WASHINGTON — The newly formed Energy Efficient Foam Coalition (EEFC) said it is opposed to two U.S. building code proposals that would side-step the current code requirement for a long-standing fire safety test.
These proposals would allow the use of foam insulation that relies on a thermal barrier as the only means of defense in establishing fire safety in a majority of building applications, EEFC said in an April 18 news release.
The coalition said it believes the use of flame retardant in foam insulation, including polyurethane foam insulation, is essential "to protect occupants and workers from fire-related death and injury, and owners and occupants from property loss." EEFC said that sidestepping the Steiner Tunnel fire safety test would "effectively permit" the use of non-flame-retardant-treated foam insulation in residential applications.

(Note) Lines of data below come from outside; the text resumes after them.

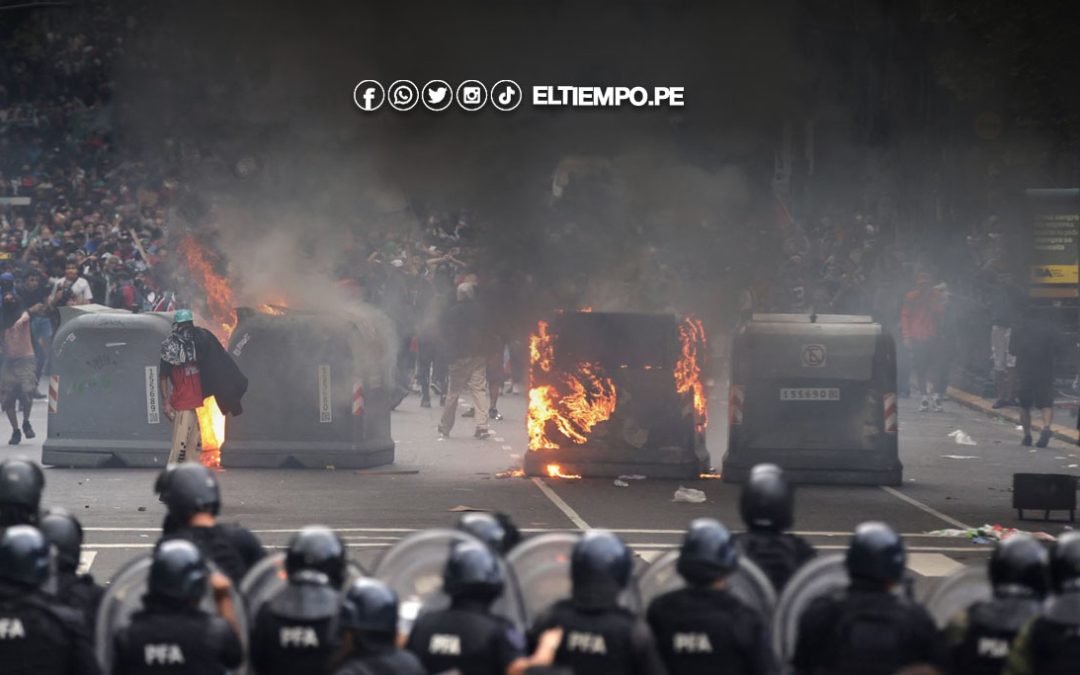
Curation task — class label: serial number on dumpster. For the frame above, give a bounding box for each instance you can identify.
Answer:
[779,388,840,401]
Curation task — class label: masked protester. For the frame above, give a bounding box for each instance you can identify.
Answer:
[331,578,426,675]
[0,458,44,530]
[793,522,944,675]
[647,519,779,675]
[1,292,38,444]
[1003,531,1080,675]
[942,534,1048,675]
[155,464,266,584]
[0,525,101,675]
[112,539,244,675]
[528,530,668,675]
[251,526,347,675]
[38,508,105,632]
[734,464,816,592]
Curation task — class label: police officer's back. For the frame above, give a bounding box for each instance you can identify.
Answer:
[155,464,266,583]
[331,578,425,675]
[942,534,1048,675]
[39,508,106,631]
[529,530,667,675]
[734,464,815,593]
[251,526,347,675]
[647,519,778,675]
[112,539,244,675]
[793,522,942,675]
[457,511,522,556]
[1003,531,1080,675]
[0,525,100,675]
[0,458,44,530]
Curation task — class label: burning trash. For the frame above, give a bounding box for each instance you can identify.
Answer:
[524,311,710,478]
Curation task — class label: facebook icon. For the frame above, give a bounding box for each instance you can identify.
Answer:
[353,80,385,111]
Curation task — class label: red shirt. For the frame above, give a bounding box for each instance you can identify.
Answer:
[900,287,945,342]
[169,363,204,410]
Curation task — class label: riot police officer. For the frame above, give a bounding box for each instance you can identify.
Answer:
[528,530,668,675]
[39,507,105,631]
[457,511,521,556]
[0,525,100,675]
[1003,531,1080,675]
[251,525,347,675]
[155,463,266,583]
[734,463,815,592]
[792,521,943,675]
[0,458,44,529]
[331,578,425,675]
[942,534,1048,675]
[646,519,778,675]
[112,539,244,674]
[407,539,554,675]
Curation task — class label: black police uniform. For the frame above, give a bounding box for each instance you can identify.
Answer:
[406,597,525,675]
[949,596,1043,675]
[530,599,668,675]
[251,582,340,675]
[1004,590,1080,675]
[734,530,816,592]
[647,586,777,675]
[792,582,943,675]
[0,578,101,675]
[52,568,106,631]
[113,596,243,675]
[161,522,265,583]
[332,643,427,675]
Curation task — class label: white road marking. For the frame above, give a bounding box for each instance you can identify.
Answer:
[531,478,591,530]
[77,551,97,575]
[880,486,971,529]
[907,553,966,577]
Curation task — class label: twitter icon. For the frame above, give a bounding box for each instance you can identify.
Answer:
[422,80,453,112]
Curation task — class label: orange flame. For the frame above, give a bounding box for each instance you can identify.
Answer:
[528,320,617,451]
[675,316,708,432]
[546,463,582,480]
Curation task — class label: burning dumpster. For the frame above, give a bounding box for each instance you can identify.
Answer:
[523,311,709,478]
[723,314,901,485]
[221,305,396,469]
[42,306,174,468]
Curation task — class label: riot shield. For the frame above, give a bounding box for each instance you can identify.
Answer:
[772,553,848,663]
[506,532,643,624]
[239,551,367,622]
[921,564,993,629]
[372,528,526,634]
[94,553,249,674]
[636,549,776,617]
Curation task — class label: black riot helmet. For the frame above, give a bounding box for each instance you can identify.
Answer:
[0,458,45,526]
[739,463,794,532]
[443,539,505,602]
[149,539,210,603]
[457,512,509,555]
[38,507,84,573]
[845,521,906,584]
[677,518,739,587]
[155,464,221,521]
[0,525,51,587]
[339,578,399,634]
[571,530,632,608]
[989,534,1049,598]
[1050,531,1080,593]
[285,525,347,587]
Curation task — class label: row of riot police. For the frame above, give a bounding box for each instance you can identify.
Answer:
[3,457,1080,675]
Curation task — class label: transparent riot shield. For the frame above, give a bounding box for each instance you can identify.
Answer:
[921,564,993,629]
[94,553,249,674]
[372,528,526,635]
[239,551,367,622]
[772,553,848,663]
[636,549,777,617]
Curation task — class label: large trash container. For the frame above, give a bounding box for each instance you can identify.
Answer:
[221,306,396,469]
[522,311,709,478]
[42,306,174,468]
[722,313,901,485]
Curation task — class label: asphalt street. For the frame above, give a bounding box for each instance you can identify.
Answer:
[3,387,1079,592]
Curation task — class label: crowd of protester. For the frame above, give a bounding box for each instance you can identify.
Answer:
[3,457,1080,674]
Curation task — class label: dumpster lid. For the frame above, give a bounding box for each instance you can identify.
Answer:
[751,313,874,324]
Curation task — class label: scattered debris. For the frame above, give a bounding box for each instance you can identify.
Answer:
[613,479,629,487]
[942,455,979,460]
[948,430,976,446]
[325,465,336,471]
[673,487,706,503]
[927,523,1057,544]
[617,474,646,481]
[137,506,146,512]
[494,468,525,479]
[448,505,486,512]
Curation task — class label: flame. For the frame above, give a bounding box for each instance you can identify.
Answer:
[546,463,582,480]
[675,316,708,432]
[259,303,287,316]
[197,397,226,469]
[528,319,618,451]
[699,472,723,479]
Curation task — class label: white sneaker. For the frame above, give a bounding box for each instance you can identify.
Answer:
[931,395,944,413]
[918,397,930,412]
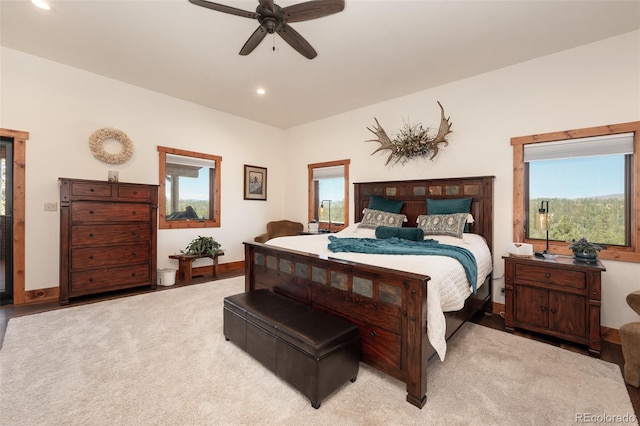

"We have more than 35 years of real-world evidence that the current fire testing requirements in the International Residential Code (IRC) for foam insulation are indispensable," said EEFC spokesman Leonard Greenberger.
He added, "Existing building code fire safety provisions are based on years of careful analysis, extensive testing and a robust development process, yet the proposals pending before next week's International Code Council's Committee Action Hearings are based largely on a single, flawed report. The Coalition urges the IRC Building Committee to reject these proposals."
The coalition, which is part of the American Chemistry Council, was established to educate the building community on the benefits of foam insulation as a sustainable building material. The coalition's current members include the Centre for the Polyurethanes Industry, the Polyisocyanurate Insulation Manufacturers Association and the Spray Polyurethane Foam Alliance.